Burada Albay, Yarbay ve birkaç tane daha üst rütbeli askerler vardı.

" oturun..." Dedi General.

Herkes oturdu ve General konuşmaya başladı.

" biliyorsunuz ki ben bugün bu karakola, hain İlyas Generalin yerine geldim. O yüzden söz hakkını üstünüz olarak ben devralıyorum." Dedi albaya karşı.

 

" Terör örgütü sınır köylere baskın yapmaya başladı. Bunu herzaman yapıyordu ama bu sefer savaş boyutunda. Suriye sınırında ki köylere yapılan baskın göçmenlerin Türkiye kapısına dayanmasını sağladı. Terör örgütü bunu fırsat bilerek sınırda ki 3 askerimizi şehit etti...

Bununla birlikte Hakkari ve Mardin sınır karakoluna baskın düzenlendi ve bir-çok şehidimiz var." Dediğinde Albay dahil herkes kaşlarını çattı.

" biz terör örgütünü değil, din düşmanlarının da bu propaganda ya dahil olacağını düşmüyoruz. " dediğinde Tomris görüşünü belli etti.

" Bu itler bizi şaşırtıyor olmasın? "

 

" nasıl?"

 

" mesela bizim sadece sınır karakolunu koruyacağımızı varsayıyorlar...

Ama bu işin ardında bir iş var " dedi ve elinde ki kalemi döndürmeye başladı.

 

" ne düşünüyorsun Binbaşı. "

 

Dediğinde Tomris gözlerini büyüttü ve sinirle kalemi ortadan ikiye kırdı.

" 30 ağustos..." Dediğinde yüksek rütbeliler de sinir ve şok ile gözlerini büyüttüler.

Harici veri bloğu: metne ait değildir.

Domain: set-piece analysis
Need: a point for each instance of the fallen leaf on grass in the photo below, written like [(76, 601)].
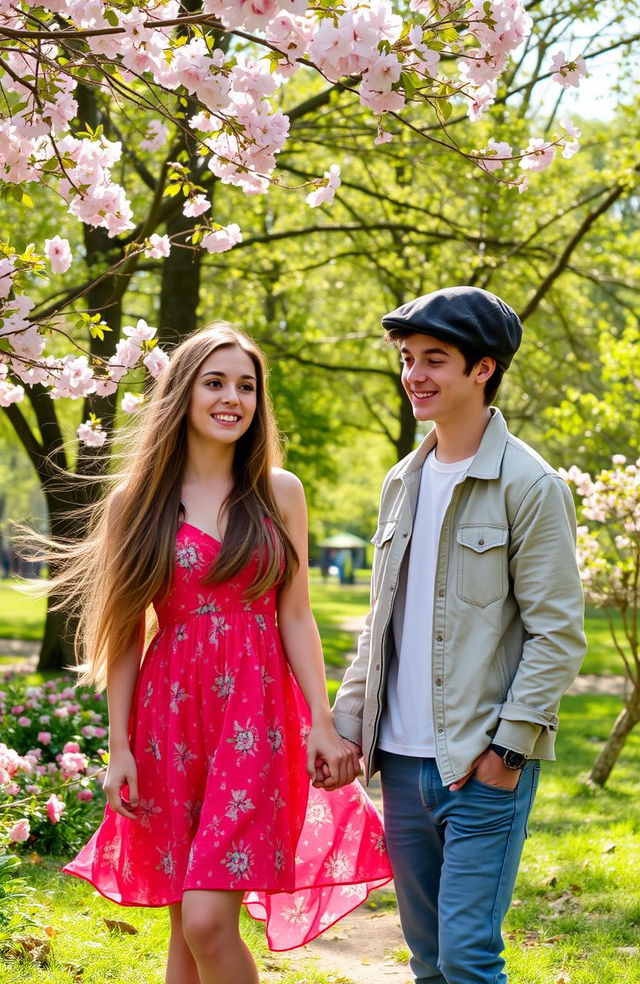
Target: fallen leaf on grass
[(36, 949), (118, 926), (77, 972)]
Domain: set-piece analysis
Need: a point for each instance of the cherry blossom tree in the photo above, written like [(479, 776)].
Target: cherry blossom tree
[(609, 554), (227, 62)]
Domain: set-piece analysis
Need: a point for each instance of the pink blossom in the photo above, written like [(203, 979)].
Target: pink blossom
[(141, 333), (156, 361), (538, 155), (568, 71), (158, 246), (326, 192), (20, 831), (72, 763), (196, 206), (55, 808), (93, 436), (7, 270), (222, 239)]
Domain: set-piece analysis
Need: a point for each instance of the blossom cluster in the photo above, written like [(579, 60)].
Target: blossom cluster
[(609, 542), (389, 61), (51, 753)]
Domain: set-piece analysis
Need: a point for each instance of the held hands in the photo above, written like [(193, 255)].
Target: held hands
[(122, 771), (491, 770), (332, 761)]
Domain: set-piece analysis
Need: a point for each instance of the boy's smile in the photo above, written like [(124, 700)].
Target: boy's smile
[(434, 378)]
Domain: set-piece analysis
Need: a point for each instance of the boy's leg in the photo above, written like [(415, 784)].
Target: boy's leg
[(485, 830), (414, 842)]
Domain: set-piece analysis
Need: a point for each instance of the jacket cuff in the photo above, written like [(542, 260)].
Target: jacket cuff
[(519, 736), (348, 726)]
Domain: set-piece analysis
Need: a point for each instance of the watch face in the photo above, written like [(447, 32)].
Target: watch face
[(514, 760)]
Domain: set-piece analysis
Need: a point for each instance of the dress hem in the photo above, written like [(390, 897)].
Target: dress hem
[(373, 883)]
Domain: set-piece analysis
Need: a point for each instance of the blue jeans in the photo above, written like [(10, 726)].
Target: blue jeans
[(455, 858)]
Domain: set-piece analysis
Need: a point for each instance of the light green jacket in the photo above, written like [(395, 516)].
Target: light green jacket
[(508, 633)]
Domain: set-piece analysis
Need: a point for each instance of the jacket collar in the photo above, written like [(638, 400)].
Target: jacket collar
[(487, 460)]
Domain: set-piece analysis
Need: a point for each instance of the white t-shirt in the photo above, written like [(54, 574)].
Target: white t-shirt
[(406, 726)]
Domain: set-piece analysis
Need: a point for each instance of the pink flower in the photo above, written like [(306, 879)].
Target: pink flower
[(132, 402), (72, 763), (538, 155), (326, 192), (156, 137), (158, 246), (20, 831), (156, 361), (94, 437), (55, 808), (196, 206), (59, 254), (222, 239)]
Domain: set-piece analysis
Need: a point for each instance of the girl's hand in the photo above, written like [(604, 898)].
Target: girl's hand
[(122, 771), (330, 762)]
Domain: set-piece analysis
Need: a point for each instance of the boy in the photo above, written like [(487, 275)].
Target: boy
[(475, 632)]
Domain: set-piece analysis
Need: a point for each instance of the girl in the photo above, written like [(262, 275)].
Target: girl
[(221, 743)]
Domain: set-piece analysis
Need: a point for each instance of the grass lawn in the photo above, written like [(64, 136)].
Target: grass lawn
[(84, 949), (578, 906), (576, 915), (21, 617)]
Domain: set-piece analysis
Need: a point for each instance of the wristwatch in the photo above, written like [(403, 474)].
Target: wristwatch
[(512, 760)]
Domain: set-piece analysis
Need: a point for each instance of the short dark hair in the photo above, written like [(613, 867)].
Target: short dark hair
[(470, 355)]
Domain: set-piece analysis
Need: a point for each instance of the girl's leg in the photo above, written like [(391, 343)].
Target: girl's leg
[(181, 967), (210, 924)]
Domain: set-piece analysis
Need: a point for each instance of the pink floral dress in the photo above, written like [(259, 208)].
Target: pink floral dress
[(218, 732)]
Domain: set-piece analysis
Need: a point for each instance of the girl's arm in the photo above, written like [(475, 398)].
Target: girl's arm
[(121, 682), (329, 762)]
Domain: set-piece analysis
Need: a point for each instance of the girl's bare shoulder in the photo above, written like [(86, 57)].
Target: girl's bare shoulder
[(287, 488)]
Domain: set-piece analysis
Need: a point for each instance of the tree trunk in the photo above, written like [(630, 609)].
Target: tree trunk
[(625, 723)]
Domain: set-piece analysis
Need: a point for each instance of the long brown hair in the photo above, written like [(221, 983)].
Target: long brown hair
[(109, 579)]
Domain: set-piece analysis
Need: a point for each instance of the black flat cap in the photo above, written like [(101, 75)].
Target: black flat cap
[(462, 316)]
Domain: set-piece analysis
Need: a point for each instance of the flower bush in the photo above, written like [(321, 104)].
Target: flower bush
[(52, 756), (609, 556)]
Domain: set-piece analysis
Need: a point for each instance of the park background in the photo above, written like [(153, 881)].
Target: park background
[(310, 286)]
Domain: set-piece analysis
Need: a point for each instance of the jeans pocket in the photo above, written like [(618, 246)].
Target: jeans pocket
[(494, 790)]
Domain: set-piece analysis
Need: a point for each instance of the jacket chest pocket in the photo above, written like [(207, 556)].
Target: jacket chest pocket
[(482, 563), (384, 534)]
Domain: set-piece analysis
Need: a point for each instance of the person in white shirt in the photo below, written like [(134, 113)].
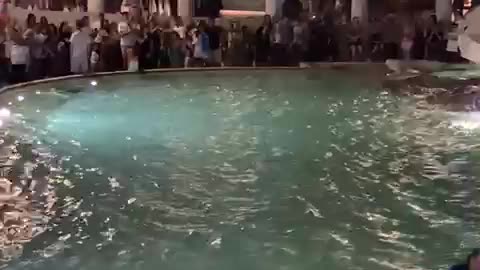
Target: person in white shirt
[(19, 54), (80, 43)]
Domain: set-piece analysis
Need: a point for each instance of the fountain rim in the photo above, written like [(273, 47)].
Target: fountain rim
[(322, 65)]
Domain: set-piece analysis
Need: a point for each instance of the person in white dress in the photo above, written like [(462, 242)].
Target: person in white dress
[(80, 44)]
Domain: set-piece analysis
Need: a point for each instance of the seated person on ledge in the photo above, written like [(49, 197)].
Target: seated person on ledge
[(472, 263)]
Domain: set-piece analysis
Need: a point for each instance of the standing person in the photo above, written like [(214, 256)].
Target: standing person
[(283, 36), (407, 42), (4, 12), (4, 59), (435, 40), (214, 33), (80, 43), (43, 23), (61, 61), (392, 35), (150, 47), (178, 52), (300, 40), (375, 39), (39, 53), (19, 54), (201, 51), (262, 42), (179, 27), (111, 56), (30, 22), (355, 39)]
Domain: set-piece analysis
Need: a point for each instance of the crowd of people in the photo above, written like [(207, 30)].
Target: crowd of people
[(38, 49)]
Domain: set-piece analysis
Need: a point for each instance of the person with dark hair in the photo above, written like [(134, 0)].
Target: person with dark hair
[(472, 263), (4, 61), (262, 41), (435, 40), (214, 33), (31, 21), (62, 57), (80, 43)]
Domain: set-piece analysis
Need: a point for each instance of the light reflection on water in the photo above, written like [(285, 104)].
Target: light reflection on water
[(235, 170)]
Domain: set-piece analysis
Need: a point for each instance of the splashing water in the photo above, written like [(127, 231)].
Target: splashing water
[(235, 170)]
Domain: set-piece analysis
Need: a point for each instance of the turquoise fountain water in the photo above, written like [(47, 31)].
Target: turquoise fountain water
[(238, 170)]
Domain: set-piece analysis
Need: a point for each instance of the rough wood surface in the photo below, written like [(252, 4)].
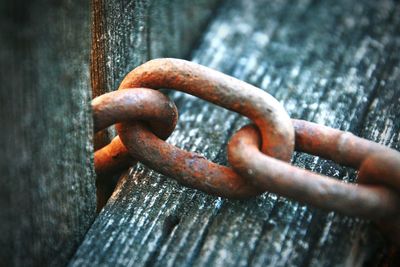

" 30 ağustos zafer bayramında 81 ilde yapılacak olan şenliklerle ilgili planları var!" Dedi sinirle.

 

" General ne yapacağız? " diye sordu diğer General.

 

" timleri birleştireceğiz..."

 

Dediğinde herkes dumura uğramıştı.

 

" bu savaş bitene kadar Şafak Timi, Gece Timi ve Fısıltı Timini birleştireceğiz..."

 

***BÖLÜM SONU***

 

Woavv! Üç deli kesinlikle bir araya gelmemeli...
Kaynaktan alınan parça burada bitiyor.